CD256 can be found in antibody-mediated renal allograft rejection tissues.

BACKGROUND

CD256 and CD257 belong to the TNFSF (Tumor necrosis factor superfamily), share closest homology structure, and can form functional heterotrimers. They may be involved in the progression of SLE (Systemic lupus erythematosus), RA (Rheumatoid arthritis), and other autoimmune disorders. In this present study, CD256 and some related molecules were detected and were investigated regarding the potential role of the CD256 signal during the development of renal allograft rejection.

METHODS

In 2009, 46 cases of renal allografts were collected, excised for evaluation of dysfunction, and 10 renal protocol biopsies with normal renal function were controlled. Immunohistochemistry (IHC) staining was applied to detect CD256, CD257, C4d, CD138 and other related molecules. HistoQuest Analysis software and SPSS16.0 were used to read and analyse the results.

RESULTS

Pathological diagnosis was made according to Banff 2005 guidelines: antibody-mediated rejection (ABMR) 15 cases, T-cell-mediated rejection (TCMR) 16 cases, and 15 unknown aetiology cases (UAC).
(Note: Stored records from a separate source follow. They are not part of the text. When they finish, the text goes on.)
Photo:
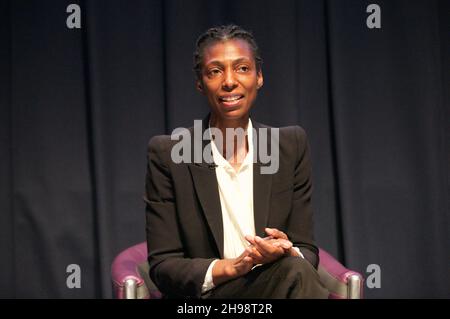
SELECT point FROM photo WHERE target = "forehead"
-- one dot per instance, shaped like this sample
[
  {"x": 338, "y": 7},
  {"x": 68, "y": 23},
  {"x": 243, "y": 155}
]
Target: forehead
[{"x": 227, "y": 51}]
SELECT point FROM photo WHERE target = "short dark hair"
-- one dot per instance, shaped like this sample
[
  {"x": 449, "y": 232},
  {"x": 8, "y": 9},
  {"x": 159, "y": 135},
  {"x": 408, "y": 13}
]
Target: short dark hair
[{"x": 224, "y": 33}]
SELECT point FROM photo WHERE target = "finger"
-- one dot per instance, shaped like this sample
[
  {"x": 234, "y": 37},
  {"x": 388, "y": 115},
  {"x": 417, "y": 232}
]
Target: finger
[
  {"x": 285, "y": 244},
  {"x": 255, "y": 255},
  {"x": 276, "y": 233},
  {"x": 250, "y": 239},
  {"x": 265, "y": 248}
]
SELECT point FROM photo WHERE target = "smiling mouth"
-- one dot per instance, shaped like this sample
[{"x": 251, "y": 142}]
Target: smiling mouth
[{"x": 231, "y": 100}]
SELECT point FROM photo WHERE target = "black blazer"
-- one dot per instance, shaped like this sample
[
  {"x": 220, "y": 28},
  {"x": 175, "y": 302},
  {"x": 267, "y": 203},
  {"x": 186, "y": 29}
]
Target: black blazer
[{"x": 183, "y": 212}]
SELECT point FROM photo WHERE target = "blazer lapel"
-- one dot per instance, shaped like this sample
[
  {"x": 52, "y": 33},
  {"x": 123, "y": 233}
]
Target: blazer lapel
[
  {"x": 262, "y": 187},
  {"x": 206, "y": 187},
  {"x": 205, "y": 183}
]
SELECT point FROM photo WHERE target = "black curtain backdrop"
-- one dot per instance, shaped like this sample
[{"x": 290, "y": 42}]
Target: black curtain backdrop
[{"x": 79, "y": 105}]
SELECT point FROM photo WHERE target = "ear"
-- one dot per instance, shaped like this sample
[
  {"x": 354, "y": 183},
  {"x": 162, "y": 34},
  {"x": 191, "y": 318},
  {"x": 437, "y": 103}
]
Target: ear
[
  {"x": 259, "y": 79},
  {"x": 199, "y": 86}
]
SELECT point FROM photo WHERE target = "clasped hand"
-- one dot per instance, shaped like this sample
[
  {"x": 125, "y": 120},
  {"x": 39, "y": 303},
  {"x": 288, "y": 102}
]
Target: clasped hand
[{"x": 260, "y": 251}]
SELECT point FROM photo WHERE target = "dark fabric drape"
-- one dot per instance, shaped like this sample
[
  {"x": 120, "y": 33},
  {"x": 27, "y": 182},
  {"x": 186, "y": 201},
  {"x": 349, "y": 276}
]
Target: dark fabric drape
[{"x": 79, "y": 105}]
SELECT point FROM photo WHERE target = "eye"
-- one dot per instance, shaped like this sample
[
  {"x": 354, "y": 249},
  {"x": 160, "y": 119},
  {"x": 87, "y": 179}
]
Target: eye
[
  {"x": 243, "y": 68},
  {"x": 213, "y": 72}
]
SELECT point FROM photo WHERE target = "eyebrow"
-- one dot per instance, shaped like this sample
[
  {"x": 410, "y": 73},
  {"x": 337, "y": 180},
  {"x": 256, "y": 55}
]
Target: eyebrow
[{"x": 237, "y": 61}]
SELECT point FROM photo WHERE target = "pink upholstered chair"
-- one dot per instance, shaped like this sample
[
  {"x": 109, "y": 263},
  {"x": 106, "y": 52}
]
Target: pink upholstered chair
[{"x": 130, "y": 277}]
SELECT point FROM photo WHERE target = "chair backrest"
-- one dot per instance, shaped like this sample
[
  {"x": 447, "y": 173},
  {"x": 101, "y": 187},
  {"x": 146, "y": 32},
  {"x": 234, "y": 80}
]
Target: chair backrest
[{"x": 130, "y": 278}]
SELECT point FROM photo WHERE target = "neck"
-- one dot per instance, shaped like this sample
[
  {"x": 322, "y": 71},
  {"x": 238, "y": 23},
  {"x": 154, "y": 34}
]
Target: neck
[
  {"x": 223, "y": 124},
  {"x": 238, "y": 148}
]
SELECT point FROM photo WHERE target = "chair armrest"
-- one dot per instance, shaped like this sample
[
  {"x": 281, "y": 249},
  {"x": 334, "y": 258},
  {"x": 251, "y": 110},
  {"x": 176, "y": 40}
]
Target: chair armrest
[
  {"x": 342, "y": 283},
  {"x": 126, "y": 279}
]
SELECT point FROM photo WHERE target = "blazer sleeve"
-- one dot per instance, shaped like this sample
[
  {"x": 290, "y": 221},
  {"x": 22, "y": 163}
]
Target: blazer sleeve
[
  {"x": 170, "y": 270},
  {"x": 301, "y": 226}
]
IHC results showed that CD256, CD257, and receptors for B cell activating factor receptor (BAFF-R), B cell maturation antigen (BCMA), and transmembrane activator calcium modulator, and cyclophilin ligand interactor (TACI) were expressed on the membrane/cytoplasm of renal tubular epithelial cells (RTEC) in the ABMR and TCMR group, while these molecules were not or weakly expressed in UAC and protocol biopsies. CD257 strong staining could be seen in ABMR, CD256 strong staining in both BCMR and TCMR, and there was statistical significance compared with other groups (p < 0.05). The receptors BAFF-R, BCMA, and TACI all strongly stained in ABMR, TACI also stained strongly in TCMR, and there was statistical significance compared with other groups (p < 0.05). The CD138+ molecule could be found in the renal interstitium and membrane/cytoplasm of RTEC, the CD138 mean expression in ABMR was statistically higher than other groups (p < 0.05). The correlation analysis indicated that CD256 significantly correlated with BCMA, TACI, and CD138, while CD257 significantly correlated with BAFF-R, BCMA, TACI, and CD138.

CONCLUSIONS

CD256 can be found in ABMR tissues and may participate in the progression of ABMR together with CD257.